Shares of Align Technology (NASDAQ:ALGN), HCA Healthcare (NYSE:HCA), and HealthEquity (NASDAQ:HQY) rose big on Monday. These healthcare stocks all jumped by at least 9% in early morning trading. As of 2:35 p.m. EDT today, they were up 12%, 8%, and 7%, respectively.
Wall Street appeared to be in a good mood on Monday. All three major U.S. stock market indexes are firmly in the green in the afternoon. It's hard to pinpoint the exact source of the bullish sentiment, but a few news items could be responsible.
First, Moderna (NASDAQ:MRNA), a high-flying biotechnology company, announced upbeat interim data from a phase 1 clinical study of a hopeful vaccine for the novel coronavirus. The compound, called mRNA-1273, is already in a phase 2 study, and Moderna hopes to kick off a phase 3 study as early as July. If it proves to be the real deal, then that would obviously be a huge win for humanity.
Second, Federal Reserve Chairman Jerome Powell told CBS' 60 Minutes on Sunday that "There's a lot more we can do" to help the economy.

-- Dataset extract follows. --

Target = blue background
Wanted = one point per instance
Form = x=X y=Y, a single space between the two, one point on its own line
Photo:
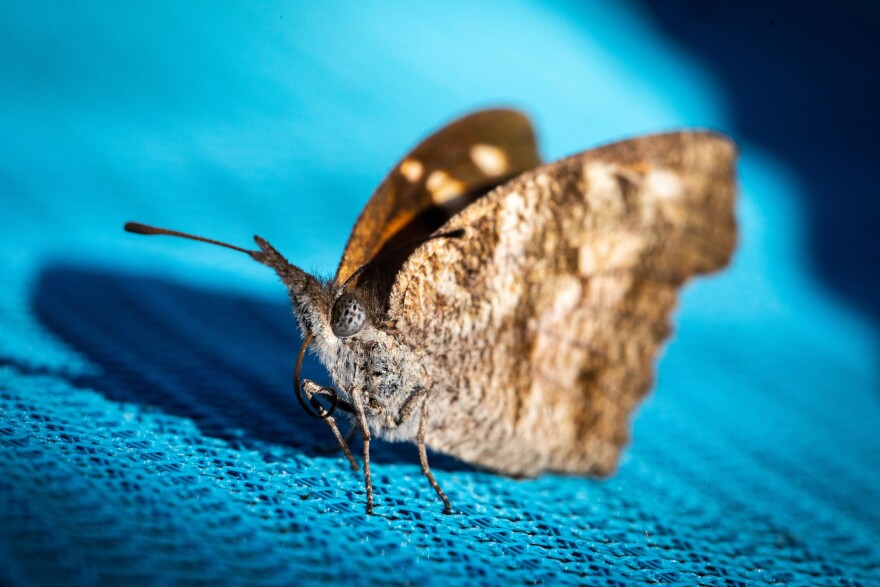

He also said that a recovery is possible in the second half of the year.
Third, more states are choosing to reopen for business, an upbeat signal for investors.
It's impossible to pinpoint which of these news stories is leading a rally today, but the S&P 500, the Dow, and Nasdaq are all up at least 2%.
Align Technology, HCA Healthcare, and HealthEquity all appear to be soaring even higher in response to the bullish sentiment.
Many growth stocks have rallied hard off of their lows, but Align Technology, HCA Healthcare, and HealthEquity have all been left behind. Even after accounting for today's jump, these stocks are still down at least 23% from the year-to-date highs, and it's not hard to figure out why.
Align Technology is the company behind the Invisalign clear dental aligners, which are a discretionary healthcare purchase. Demand for the company's products swooned in the first quarter, and Align was only able to produce revenue growth of 0.4%. Management also withdrew its guidance for the year. It is understandable that traders have turned sour on this former highflier.
HealthEquity, a leading provider of health savings accounts, has been in the doghouse for the last few months because management initially told Wall Street to expect revenue to land between $812 million to $820 million in 2020, but later reduced that range to just $770 million to $790 million. The decline was caused by the Fed's surprise interest rate cut, which is understandable, but that detail hasn't mattered much to traders.
Investors have also tossed aside shares of HCA Healthcare, which owns and operates hospitals. That bearishness is understandable. Lots of hospitals have struggled with the financial impact of COVID-19. In the first quarter, HCA's revenue grew 3%, but its net income contracted by 44%. Management also suspended its dividend to preserve cash, which makes sense, but obviously didn't make income investors happy.
It's hard to say what the long-term fallout of COVID-19 will be on all of these businesses. My best guess is that they all recover and be just fine in the long term, but 2020 (and possibly 2021) might be a tough slog.
The good news is that all of them hold enviable competitive positions in their industry and are well positioned to ride long-term trends. If that's true, then investors' best move is probably to ignore the day-to-day gyrations and stay focused on their fundamentals.